What the World Needs Now is Smarter Collaboration

Posted on

30 Mar

2023

Dittmar & Indrenius > Insight > What the World Needs Now is Smarter Collaboration

Everyone talks about it, many companies have it proclaimed in their strategy and think they are already doing it, but do we really know how to make collaboration happen?

We invited Dr. Heidi K.Gardner, a Distinguished Fellow at Harvard Law School and a former professor at Harvard Business School, to share fresh insights and research from her latest book “Smarter Collaboration – A New Approach to Breaking Down Barriers and Transforming Work” at our Afterwork event on 6 February 2023.

Gardner first presented herself as the nerdy Harvard professor who has data behind every hypothesis. “Collaboration”, she said, “is not a soft topic for two reasons. First, collaboration is hard. Second, there is hard evidence and data behind it.”

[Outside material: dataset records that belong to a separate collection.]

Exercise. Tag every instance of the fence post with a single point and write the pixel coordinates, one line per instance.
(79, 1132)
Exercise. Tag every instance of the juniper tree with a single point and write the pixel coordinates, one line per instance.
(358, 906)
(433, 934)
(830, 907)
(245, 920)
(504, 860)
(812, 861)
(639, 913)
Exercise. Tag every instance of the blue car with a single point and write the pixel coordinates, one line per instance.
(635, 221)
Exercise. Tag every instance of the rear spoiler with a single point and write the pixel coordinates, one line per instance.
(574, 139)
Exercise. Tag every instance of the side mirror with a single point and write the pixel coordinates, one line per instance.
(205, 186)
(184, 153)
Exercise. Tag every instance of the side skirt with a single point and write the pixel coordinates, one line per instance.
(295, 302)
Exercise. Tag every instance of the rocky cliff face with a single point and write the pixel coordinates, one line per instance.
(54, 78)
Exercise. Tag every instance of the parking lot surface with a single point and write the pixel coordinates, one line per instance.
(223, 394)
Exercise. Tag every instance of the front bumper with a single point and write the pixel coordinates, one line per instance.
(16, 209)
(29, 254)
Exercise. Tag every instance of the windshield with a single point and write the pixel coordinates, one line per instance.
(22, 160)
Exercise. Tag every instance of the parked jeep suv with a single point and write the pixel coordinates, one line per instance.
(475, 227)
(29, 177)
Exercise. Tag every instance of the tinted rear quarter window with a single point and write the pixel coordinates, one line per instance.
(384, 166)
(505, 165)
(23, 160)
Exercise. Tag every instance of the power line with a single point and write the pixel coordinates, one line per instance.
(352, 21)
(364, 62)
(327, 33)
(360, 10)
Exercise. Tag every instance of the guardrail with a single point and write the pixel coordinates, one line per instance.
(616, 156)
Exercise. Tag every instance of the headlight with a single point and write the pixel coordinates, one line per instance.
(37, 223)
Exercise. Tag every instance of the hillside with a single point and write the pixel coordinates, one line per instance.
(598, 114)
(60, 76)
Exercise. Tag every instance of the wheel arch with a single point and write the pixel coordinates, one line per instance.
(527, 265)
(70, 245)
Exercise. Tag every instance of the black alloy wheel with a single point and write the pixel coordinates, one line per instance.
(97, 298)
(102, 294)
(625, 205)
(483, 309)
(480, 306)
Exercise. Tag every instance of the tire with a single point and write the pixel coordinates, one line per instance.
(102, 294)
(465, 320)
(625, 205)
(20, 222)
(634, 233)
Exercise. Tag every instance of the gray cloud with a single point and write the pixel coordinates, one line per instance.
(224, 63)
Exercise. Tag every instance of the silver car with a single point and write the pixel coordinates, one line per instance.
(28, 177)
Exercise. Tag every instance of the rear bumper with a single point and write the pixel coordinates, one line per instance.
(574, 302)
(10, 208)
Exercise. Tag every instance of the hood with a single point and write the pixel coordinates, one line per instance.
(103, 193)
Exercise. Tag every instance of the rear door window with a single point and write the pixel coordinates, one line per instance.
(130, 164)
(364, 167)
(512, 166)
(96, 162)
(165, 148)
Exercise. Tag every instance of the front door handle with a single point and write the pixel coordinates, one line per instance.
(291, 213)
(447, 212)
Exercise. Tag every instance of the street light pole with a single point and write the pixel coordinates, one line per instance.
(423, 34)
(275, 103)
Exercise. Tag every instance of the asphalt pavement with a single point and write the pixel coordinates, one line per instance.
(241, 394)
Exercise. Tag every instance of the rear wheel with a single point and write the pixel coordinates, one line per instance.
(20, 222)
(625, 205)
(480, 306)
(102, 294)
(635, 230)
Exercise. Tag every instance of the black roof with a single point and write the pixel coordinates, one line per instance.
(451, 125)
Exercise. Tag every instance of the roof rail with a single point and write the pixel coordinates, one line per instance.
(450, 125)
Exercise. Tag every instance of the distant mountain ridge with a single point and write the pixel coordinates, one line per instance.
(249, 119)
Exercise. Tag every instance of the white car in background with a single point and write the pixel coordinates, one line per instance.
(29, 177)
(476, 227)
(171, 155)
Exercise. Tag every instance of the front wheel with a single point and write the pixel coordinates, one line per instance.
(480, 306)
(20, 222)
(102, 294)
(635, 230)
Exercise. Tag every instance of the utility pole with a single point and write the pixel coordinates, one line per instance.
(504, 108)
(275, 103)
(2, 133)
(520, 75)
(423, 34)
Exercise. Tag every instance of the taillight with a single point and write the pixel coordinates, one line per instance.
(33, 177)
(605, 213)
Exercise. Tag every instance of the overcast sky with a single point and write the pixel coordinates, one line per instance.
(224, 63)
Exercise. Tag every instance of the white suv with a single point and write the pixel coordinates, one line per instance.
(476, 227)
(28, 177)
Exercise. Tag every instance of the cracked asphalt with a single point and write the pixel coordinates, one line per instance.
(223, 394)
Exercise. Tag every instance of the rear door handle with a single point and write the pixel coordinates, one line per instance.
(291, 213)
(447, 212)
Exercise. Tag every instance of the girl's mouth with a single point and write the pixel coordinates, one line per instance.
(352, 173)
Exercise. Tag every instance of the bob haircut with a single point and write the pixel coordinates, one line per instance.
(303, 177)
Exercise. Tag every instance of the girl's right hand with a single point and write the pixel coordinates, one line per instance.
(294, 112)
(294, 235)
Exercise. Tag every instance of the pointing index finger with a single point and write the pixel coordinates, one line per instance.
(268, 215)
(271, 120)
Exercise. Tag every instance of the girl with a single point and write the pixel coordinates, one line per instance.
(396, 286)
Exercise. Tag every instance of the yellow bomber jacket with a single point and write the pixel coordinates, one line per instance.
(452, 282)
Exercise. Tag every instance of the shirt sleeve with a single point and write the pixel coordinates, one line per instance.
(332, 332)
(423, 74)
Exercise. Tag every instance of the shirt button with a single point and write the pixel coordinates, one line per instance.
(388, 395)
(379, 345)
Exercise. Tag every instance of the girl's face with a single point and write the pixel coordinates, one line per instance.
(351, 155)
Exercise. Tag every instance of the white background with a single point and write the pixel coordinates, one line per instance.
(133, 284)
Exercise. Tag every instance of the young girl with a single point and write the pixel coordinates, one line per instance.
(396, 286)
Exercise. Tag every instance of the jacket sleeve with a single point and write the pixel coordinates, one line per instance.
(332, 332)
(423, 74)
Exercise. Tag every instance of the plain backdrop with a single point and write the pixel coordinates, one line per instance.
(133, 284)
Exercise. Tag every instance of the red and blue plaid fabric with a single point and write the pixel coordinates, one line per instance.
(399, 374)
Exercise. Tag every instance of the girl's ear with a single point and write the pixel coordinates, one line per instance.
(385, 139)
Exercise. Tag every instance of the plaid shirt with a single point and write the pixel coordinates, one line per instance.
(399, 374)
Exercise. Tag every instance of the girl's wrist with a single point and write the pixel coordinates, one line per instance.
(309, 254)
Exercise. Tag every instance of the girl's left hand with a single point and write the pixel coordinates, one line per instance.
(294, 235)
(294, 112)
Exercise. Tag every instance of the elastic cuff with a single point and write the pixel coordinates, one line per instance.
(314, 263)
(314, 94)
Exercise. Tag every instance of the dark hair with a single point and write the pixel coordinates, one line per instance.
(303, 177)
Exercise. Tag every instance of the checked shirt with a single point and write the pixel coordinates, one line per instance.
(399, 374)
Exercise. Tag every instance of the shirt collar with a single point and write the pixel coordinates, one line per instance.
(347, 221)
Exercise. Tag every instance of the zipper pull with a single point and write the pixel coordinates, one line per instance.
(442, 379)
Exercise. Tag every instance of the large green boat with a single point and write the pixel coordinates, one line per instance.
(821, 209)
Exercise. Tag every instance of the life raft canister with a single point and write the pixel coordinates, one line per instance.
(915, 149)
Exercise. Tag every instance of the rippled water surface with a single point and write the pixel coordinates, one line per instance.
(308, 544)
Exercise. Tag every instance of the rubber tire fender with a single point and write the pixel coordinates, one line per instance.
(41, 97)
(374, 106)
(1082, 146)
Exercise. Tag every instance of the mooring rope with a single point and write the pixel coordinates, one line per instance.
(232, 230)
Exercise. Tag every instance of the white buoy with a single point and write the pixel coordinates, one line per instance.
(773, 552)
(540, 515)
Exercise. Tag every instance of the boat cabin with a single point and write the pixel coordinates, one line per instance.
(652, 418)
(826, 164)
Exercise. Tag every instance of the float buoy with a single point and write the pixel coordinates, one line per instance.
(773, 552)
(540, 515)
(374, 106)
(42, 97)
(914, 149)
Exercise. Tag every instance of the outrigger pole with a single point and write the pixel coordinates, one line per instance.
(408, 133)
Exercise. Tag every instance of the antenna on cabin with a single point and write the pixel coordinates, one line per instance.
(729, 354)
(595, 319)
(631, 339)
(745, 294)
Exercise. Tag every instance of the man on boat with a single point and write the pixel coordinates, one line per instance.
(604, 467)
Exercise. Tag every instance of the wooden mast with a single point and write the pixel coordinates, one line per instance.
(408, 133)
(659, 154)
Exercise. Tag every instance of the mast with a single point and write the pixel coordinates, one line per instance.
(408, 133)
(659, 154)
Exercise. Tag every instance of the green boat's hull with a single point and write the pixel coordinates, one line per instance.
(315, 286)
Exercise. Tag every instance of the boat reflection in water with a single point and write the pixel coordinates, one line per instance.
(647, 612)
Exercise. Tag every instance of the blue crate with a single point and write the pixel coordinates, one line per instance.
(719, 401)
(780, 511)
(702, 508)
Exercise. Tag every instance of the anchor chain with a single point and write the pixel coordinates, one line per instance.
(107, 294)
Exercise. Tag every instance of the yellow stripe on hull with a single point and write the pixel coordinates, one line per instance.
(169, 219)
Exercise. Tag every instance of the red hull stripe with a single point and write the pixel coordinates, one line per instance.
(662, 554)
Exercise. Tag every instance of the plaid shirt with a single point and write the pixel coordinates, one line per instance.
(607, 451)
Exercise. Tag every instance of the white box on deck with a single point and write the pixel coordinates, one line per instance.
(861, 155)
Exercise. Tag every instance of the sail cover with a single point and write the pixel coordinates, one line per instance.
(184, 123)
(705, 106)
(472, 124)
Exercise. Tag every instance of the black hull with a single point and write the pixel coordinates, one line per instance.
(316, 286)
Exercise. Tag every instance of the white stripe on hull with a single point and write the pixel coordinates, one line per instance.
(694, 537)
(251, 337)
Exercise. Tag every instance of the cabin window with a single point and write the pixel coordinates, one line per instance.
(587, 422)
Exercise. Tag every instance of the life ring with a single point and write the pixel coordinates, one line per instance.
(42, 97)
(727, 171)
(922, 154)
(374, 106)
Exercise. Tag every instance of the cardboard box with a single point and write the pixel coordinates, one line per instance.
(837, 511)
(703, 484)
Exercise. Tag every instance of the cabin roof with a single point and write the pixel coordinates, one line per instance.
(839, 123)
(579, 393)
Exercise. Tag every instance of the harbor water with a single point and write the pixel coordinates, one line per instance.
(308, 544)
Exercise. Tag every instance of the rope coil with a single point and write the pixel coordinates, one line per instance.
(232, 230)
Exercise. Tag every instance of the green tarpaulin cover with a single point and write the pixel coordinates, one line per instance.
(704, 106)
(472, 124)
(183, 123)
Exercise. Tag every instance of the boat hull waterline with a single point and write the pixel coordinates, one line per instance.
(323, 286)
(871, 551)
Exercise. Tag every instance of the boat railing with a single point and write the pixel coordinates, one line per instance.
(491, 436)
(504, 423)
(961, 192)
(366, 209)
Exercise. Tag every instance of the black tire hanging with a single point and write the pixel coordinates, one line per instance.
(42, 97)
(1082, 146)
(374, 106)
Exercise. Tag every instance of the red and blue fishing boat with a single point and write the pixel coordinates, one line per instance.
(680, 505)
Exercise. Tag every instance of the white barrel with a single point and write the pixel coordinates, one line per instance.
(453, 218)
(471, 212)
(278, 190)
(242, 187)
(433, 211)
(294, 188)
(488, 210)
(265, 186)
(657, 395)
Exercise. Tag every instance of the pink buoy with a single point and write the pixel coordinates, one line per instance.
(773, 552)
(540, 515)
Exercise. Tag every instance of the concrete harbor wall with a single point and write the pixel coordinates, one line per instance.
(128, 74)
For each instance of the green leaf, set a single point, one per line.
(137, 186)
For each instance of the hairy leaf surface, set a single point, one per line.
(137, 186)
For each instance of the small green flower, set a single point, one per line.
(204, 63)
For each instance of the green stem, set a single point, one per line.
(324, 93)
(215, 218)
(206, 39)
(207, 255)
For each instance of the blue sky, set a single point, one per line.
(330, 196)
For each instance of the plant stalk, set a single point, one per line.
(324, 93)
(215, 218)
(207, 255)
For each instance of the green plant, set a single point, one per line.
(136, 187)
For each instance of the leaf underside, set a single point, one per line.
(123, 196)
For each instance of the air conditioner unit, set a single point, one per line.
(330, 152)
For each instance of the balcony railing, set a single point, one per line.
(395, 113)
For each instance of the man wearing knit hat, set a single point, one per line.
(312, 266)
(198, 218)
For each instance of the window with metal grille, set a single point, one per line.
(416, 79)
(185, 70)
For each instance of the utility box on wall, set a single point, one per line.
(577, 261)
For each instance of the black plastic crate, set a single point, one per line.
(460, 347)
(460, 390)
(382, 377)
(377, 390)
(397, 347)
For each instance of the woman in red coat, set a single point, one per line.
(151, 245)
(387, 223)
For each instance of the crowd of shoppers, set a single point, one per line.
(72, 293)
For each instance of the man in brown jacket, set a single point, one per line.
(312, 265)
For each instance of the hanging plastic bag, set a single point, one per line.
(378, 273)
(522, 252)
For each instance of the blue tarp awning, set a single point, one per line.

Gardner challenged the audience to think about today’s trends: market volatility, hybrid working, fast-developing technology. At the same time, she noted, there is a strong trend for professional specialisation. We have more and more experts with narrow, deep expertise, whereas the problems we face are anything except narrow and clearly defined. Tackling problems that are VUCA (volatile, uncertain, complex, and ambiguous – or just plain “messy”), Gardner said, require crossing silos and building teams of experts with complementary expertise. Almost any problem that requires our brains, she explained, has many angles to it.

“We need people who think differently than us and who know something different than we do.”

Many interesting real-life examples from her research were touched on, but her central theme was how to create a team for smart collaboration. According to Gardner, the first thing for us to do is to start with the end in mind to clarify the context of the problem. Next, in determining who would be the right people to reach that end, we need to expand beyond the boundaries of the “usual suspects”. Maybe it’s a futurist, maybe it’s an HR professional or maybe an economist, whose expertise and life experience would help us understand the issue and innovate better. “We need people who think differently than us and who know something different than we do”, Gardner pointed out. Finally, we need to truly engage them, not only have them appear on the team.

Gardner reminded us that conflict is almost unavoidable when working with someone with a different background – whether this is their expertise, culture, upbringing, or way of thinking. She challenged us as leaders and professionals to welcome a bit of conflict, tension and friction over harmony to get the most out of collaboration. This isn’t necessarily easy: embedding a truly collaborative corporate culture that achieves strategic outcomes depends on leadership focus and strategic oversight.